On Fri, May 08, 2009 at 09:25:00AM +0930, Rusty Russell wrote:
> On Thu, 7 May 2009 07:49:53 pm Sheng Yang wrote:
> > On Thursday 07 May 2009 17:53:02 Matthew Wilcox wrote:
> > > Here's a good example.  Let's suppose you have a driver which supports
> > > two different models of cards, one has 16 MSI-X interrupts, the other
> > > has 10.  You can call pci_enable_msix() asking for 16 vectors.  If your
> > > card is model A, you get 16 interrupts.  If your card is model B, it says
> > > "you can have 10".
> 
> Sheng is absolutely right, that's a horrid API.
> 
> If it actually enabled that number and returned it, it might make sense (cf. 
> write() returning less bytes than you give it).  But overloading the return 
> value to save an explicit call is just ugly; it's not worth saving a few 
> lines 
> of code at cost of making all the drivers subtle and tricksy.
> 
> Fail with -ENOSPC or something.
> 
> Rusty.

I do agree that returning a positive value from pci_enable_msix
it an ugly API (but note that this is the API that linux currently has).

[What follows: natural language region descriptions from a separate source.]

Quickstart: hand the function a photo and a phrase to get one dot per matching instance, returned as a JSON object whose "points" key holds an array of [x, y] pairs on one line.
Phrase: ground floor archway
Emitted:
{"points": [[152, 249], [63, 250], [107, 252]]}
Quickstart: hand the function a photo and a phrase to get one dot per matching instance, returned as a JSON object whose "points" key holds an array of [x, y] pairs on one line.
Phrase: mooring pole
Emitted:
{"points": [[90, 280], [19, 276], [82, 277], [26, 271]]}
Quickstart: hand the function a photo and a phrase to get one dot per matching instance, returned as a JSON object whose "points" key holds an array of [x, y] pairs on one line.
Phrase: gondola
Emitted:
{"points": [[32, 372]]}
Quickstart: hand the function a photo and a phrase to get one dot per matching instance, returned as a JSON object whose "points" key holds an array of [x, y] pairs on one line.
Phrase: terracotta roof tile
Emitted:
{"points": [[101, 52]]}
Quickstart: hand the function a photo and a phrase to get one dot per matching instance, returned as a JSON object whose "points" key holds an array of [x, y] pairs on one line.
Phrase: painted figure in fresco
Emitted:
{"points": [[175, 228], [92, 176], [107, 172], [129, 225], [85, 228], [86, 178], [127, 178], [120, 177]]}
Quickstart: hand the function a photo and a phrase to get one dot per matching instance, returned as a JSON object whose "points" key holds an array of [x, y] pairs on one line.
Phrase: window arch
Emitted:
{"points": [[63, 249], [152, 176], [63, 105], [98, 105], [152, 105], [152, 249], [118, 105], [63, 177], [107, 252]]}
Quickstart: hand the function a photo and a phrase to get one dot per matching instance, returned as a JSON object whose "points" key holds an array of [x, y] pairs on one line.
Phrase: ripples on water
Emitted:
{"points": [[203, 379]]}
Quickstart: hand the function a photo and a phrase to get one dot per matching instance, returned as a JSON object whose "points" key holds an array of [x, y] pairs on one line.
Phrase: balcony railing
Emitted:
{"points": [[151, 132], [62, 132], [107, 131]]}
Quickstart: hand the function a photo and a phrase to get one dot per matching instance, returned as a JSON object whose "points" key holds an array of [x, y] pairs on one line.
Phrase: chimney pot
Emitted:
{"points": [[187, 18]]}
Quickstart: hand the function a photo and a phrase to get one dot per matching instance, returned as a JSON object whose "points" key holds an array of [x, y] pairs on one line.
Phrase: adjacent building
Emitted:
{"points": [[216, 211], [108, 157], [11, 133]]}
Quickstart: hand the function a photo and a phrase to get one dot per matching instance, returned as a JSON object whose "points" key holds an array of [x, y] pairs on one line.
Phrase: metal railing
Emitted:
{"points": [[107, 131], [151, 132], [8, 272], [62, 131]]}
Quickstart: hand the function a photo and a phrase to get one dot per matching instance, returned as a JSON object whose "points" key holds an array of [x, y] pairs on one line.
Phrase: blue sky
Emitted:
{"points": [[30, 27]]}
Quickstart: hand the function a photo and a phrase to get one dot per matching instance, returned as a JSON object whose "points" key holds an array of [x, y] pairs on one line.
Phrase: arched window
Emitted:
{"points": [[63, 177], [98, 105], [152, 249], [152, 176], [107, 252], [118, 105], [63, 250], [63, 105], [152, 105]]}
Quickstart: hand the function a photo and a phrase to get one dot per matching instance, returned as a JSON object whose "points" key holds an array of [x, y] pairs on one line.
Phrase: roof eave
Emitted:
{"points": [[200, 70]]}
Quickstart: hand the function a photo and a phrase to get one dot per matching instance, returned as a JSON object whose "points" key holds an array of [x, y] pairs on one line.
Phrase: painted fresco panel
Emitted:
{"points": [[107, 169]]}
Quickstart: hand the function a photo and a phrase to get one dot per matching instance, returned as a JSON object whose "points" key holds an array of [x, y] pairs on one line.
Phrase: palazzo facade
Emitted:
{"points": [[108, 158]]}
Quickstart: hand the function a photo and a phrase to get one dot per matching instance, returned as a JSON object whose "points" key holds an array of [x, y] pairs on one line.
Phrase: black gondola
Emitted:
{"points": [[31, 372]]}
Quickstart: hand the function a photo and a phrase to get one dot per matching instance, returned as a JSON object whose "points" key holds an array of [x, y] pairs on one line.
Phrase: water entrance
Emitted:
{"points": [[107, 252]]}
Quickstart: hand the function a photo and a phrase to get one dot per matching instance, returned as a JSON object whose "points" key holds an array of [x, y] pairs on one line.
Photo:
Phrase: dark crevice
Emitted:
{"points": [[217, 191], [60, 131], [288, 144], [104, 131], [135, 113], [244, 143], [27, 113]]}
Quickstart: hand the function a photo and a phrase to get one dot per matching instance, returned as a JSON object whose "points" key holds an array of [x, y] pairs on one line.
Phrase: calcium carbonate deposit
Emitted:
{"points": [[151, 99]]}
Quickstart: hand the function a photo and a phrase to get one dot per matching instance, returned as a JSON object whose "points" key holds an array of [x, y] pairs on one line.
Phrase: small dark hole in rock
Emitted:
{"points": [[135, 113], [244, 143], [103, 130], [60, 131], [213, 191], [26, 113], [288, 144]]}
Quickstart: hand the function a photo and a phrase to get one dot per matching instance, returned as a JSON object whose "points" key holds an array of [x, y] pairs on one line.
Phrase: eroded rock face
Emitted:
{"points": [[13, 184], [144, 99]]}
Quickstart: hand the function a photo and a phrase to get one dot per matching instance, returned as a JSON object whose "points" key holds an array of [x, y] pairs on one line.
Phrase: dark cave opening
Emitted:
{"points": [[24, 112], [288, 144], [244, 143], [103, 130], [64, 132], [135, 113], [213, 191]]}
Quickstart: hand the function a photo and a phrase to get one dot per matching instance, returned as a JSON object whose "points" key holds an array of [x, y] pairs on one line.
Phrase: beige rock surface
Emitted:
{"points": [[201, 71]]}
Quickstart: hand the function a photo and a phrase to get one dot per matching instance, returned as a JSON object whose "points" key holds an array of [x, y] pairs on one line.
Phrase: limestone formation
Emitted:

Here's a wrapper that I ended up with in my driver:

static int enable_msix(struct pci_dev *dev, struct msix_entry *entries,
                       int *options, int noptions)
{
        int i;
        for (i = 0; i < noptions; ++i)
                if (!pci_enable_msix(dev, entries, options[i]))
                        return options[i];
        return -EBUSY;
}

This gets an array of options for # of vectors and tries them one after
the other until an option that the system can support is found.
On success, we get the # of vectors actually enabled, and
driver can then use them as it sees fit.

Is there interest in moving something like this to pci.h?